Rien ne rend créatif comme la brutale prise de conscience de notre finitude
Où il sera question de camions, de lapins et de choux de Bruxelles

Sylvie Bonnet, présidente de l'Union des Professeurs de Spéciales (UPS)

L'UPS, c'est des camions marron et jaune. C'est aussi une association de professeurs de classes préparatoires qui se sont longtemps appelées classes de mathématiques spéciales, avant d'entrer dans la modernité des sigles plus ou moins heureux qui tissent le quotidien de nos métiers.
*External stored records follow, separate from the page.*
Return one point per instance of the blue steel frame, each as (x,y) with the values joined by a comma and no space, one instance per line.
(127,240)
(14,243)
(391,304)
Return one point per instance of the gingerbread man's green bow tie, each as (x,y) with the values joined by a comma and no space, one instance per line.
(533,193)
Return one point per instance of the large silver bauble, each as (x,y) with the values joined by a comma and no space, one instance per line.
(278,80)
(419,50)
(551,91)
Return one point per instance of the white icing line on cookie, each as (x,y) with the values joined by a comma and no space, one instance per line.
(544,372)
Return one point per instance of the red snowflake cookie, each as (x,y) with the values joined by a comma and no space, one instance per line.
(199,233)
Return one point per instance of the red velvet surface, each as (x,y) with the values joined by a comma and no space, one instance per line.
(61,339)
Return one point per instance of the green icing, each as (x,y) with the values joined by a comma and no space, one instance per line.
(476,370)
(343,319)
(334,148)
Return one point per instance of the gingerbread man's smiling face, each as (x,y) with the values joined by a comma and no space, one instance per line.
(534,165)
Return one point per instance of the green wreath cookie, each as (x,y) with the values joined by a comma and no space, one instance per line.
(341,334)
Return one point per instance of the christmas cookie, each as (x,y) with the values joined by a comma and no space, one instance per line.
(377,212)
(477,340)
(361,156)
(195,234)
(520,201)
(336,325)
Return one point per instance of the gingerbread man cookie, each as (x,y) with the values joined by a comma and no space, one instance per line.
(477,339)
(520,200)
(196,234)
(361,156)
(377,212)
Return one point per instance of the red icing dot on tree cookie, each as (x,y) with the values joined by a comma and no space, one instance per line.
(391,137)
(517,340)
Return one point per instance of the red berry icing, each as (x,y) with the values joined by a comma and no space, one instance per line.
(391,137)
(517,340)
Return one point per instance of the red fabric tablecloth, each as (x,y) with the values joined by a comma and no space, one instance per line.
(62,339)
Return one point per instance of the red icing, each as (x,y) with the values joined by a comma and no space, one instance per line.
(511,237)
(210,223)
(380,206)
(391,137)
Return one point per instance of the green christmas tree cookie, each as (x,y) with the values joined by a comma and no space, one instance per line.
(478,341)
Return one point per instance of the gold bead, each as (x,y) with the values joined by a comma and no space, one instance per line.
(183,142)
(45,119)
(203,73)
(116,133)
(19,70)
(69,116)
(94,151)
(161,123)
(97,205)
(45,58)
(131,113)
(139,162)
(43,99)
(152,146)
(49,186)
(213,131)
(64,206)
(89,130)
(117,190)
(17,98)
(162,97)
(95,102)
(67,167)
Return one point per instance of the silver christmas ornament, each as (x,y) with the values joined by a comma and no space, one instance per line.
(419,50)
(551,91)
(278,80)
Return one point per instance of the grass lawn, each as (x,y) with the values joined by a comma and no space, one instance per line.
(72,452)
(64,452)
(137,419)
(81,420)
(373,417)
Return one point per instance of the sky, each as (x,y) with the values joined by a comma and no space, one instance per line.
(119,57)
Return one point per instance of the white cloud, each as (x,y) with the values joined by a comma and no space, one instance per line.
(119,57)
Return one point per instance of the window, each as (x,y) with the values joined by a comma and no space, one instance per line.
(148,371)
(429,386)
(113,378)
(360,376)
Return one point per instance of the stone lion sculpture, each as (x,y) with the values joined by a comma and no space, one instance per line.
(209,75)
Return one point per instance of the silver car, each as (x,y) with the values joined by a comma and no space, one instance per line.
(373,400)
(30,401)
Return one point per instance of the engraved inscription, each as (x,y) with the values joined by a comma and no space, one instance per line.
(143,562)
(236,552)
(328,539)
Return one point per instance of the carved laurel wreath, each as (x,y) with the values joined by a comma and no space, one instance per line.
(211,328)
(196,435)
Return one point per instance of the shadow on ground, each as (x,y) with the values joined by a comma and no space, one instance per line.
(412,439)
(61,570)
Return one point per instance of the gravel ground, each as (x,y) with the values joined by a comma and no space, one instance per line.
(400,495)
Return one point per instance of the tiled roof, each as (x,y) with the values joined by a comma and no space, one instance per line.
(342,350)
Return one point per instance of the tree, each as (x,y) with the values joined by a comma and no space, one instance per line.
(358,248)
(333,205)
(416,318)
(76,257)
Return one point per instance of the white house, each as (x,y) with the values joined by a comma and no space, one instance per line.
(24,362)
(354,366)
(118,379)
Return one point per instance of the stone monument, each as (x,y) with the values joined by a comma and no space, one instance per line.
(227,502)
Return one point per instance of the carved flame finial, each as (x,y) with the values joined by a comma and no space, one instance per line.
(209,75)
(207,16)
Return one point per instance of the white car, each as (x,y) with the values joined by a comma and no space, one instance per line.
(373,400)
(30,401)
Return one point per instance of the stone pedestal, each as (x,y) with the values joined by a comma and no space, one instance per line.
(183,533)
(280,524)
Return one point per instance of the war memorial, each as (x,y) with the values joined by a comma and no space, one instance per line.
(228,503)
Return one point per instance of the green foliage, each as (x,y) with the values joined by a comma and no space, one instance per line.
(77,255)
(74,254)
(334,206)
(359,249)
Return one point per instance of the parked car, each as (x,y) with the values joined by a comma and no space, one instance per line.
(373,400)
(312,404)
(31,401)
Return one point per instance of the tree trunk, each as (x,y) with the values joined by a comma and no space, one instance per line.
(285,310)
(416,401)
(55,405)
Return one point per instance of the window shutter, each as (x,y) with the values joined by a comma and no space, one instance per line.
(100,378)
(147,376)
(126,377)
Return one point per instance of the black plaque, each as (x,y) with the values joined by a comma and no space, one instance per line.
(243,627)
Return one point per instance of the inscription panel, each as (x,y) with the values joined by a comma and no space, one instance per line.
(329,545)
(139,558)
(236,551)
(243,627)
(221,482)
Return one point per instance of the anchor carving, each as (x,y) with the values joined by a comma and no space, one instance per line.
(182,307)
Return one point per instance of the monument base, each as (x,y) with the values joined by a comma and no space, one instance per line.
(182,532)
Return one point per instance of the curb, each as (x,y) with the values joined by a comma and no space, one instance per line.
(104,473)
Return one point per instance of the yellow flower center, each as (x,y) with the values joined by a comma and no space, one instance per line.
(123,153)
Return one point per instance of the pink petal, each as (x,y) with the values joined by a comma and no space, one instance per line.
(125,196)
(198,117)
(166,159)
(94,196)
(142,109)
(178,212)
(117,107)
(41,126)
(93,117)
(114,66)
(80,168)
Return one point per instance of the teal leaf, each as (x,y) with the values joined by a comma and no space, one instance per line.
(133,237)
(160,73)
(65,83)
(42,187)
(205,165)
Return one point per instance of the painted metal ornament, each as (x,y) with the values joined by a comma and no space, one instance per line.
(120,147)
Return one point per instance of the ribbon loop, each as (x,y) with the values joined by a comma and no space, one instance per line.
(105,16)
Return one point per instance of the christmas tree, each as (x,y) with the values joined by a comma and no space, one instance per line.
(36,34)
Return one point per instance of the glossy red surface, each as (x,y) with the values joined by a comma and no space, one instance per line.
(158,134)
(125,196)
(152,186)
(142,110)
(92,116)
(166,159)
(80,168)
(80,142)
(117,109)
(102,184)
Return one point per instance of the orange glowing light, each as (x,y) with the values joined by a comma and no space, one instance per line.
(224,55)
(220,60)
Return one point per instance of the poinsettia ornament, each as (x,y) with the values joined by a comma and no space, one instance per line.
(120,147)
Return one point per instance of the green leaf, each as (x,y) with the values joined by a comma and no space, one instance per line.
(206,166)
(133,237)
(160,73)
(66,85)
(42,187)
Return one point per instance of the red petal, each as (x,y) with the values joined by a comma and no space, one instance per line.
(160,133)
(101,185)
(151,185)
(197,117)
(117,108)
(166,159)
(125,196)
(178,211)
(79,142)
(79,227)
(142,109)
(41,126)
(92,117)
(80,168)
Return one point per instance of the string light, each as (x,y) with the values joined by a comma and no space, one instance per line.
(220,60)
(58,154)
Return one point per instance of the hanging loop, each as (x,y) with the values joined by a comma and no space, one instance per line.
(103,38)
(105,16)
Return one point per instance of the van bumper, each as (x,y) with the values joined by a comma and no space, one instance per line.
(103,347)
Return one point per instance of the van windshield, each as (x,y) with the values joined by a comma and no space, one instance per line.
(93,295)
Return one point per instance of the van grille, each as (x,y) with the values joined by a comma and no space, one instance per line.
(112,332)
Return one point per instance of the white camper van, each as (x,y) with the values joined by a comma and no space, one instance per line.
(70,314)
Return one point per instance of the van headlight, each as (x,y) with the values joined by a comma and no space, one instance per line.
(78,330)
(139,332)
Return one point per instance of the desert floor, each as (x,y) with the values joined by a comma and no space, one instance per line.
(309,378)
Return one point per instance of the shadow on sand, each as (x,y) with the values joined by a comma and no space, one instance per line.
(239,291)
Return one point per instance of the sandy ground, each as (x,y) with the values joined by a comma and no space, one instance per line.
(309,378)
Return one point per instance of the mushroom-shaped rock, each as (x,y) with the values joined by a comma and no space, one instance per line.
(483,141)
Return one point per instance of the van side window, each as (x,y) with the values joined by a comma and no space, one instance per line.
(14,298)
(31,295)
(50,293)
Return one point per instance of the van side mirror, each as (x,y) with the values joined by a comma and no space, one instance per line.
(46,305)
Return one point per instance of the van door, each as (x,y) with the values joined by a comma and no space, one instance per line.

Même si le mot "mathématiques" a été effacé des dénominations de la plupart de ces classes, la discipline y garde une place essentielle, quelle que soit la filière, et la moitié des membres de l'association sont enseignants de mathématiques.

Invitée dans vos colonnes à ce titre, je pourrais faire écho à l'analyse inquiétante de Bernard Egger de ce mois de septembre 2013 concernant la crise du recrutement, je pourrais regretter le grignotage incessant des enseignements scientifiques à tous les étages de la maison Education Nationale,  déplorer le malentendu qui s'est durablement installé entre l'opinion publique et la discipline que nous enseignons.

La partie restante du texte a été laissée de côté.